There is no doubt in my mind that yesterday`s massive rally (4.14% for the Dow Jones Industrial Average) was widespread market recognition and relief that central banks around the world are coordinating to bail out the global economy.
The US Federal Reserve made it cheaper for European banks to borrow US dollars. At the same time (in fact, within minutes of the Fed`s move), China lowered the reserve ratio for the first time since 2008. These are the publicized actions - who knows what the central banks are buying behind closed doors.
According to Bank of Japan Governor Masaaki Shirakawa, “This was in response to increased tension in global financial markets. Coordinated action will give markets a sense of security.” Hence yesterday`s rally.
Realistically, however, this may only be the beginning of a major easing cycle, the effects of which may not have an impact for weeks or months. After all, the Federal Reserve began easing the Federal Funds rate in September 2007 and the market did not rally in a significant way until March 2009.
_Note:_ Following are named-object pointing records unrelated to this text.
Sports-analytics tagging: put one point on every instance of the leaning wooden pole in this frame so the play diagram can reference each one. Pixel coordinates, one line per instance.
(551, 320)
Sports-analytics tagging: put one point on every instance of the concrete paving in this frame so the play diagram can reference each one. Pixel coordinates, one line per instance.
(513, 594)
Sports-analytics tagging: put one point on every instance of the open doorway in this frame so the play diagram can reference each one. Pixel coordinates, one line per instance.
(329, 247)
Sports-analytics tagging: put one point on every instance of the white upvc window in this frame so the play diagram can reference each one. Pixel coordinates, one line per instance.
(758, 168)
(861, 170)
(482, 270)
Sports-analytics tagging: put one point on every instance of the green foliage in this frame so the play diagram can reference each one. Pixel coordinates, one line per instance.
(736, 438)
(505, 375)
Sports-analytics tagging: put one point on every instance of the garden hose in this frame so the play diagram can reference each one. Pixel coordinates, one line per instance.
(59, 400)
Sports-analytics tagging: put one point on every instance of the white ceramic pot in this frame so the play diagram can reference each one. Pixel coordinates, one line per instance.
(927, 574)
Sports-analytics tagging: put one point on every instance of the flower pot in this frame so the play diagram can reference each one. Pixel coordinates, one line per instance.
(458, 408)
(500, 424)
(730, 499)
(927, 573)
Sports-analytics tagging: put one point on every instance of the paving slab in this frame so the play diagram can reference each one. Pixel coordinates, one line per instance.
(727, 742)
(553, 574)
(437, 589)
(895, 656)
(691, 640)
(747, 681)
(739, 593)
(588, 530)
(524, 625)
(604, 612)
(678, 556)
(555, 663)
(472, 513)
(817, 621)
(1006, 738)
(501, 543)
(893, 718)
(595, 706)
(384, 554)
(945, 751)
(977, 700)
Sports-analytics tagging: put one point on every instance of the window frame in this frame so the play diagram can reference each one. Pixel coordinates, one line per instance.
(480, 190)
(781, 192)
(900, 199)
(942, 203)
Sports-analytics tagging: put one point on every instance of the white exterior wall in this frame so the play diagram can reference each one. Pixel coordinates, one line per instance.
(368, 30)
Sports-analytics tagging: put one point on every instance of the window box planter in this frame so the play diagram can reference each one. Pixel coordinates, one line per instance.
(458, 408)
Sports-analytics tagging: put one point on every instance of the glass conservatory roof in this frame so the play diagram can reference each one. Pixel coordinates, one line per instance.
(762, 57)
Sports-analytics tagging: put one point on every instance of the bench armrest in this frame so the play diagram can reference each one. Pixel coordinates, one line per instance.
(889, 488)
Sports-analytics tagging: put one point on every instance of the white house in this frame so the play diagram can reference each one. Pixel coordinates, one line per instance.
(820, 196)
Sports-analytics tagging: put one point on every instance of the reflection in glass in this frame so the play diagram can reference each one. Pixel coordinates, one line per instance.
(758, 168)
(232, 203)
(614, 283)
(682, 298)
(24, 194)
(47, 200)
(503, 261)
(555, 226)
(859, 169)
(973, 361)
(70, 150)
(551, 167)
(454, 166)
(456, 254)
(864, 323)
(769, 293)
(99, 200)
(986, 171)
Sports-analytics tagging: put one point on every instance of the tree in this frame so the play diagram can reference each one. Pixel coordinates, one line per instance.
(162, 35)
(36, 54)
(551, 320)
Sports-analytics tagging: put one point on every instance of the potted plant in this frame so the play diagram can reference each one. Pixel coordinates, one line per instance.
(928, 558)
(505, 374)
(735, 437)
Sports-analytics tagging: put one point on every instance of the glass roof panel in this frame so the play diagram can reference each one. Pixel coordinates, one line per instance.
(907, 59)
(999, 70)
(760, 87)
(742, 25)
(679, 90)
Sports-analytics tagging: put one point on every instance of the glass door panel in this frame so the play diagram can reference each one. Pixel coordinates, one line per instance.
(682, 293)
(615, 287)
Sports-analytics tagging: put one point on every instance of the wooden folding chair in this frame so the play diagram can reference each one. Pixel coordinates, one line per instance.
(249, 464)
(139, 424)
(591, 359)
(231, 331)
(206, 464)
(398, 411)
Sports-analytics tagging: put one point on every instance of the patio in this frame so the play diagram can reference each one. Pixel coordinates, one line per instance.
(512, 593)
If this is in fact the beginning of a massive liquidity injection into the global economy, it may be time to re-consider high beta sectors like silver producers. Hard assets, such as silver, benefit from rising liquidity, and therefore silver producers should benefit from central bank easing that coincides with declining systemic risk.
In the chart below I have listed 8 silver producers (Hecla Mining Co. (NYSE:HL), First Majestic Silver Corp (NYSE:AG), Coeur d'Alene Mines Corp (NYSE:CDE), Endeavour Silver Corp (NYSE:EXK), Pan American Silver Corp (NASDAQ:PAAS), Silver Wheaton Corp (NYSE:SLW), Silvercorp Metals Inc (NYSE:SVM), Silver Standard Resources Inc (NASDAQ:SSRI)) in order of their November 30th performance. While one data-point does not make a trend, yesterday`s performance could identify the silver stocks that are most sensitive to central bank intervention. If and when investors believe markets will rally on rising liquidity and a falling dollar, they may benefit from holding the 6 most sensitive silver producers, namely HL, AG, CDE, EXK, PAAS and SLW.
Personally, I might initiate a small position, but I don`t plan to dive head-first.
Of course, this all depends on whether investors think yesterday`s rally is fleeting or if it is the start of a longer-term trend. Regardless, I still believe investors must consider how they will position their portfolio when a bull market does eventually begin.
As part of this portfolio positioning, I think investors looking to tap into a potential liquidity rally would be interested in the recent historical performance of these silver stocks. The chart below shows the quarterly, half-year and full-year performance of the previously-mentioned stocks. Many of these stocks have seen major declines and are primed to ride a central bank reflation wave.
Disclosure: I have no positions in any stocks mentioned, but may initiate a long position in PAAS over the next 72 hours.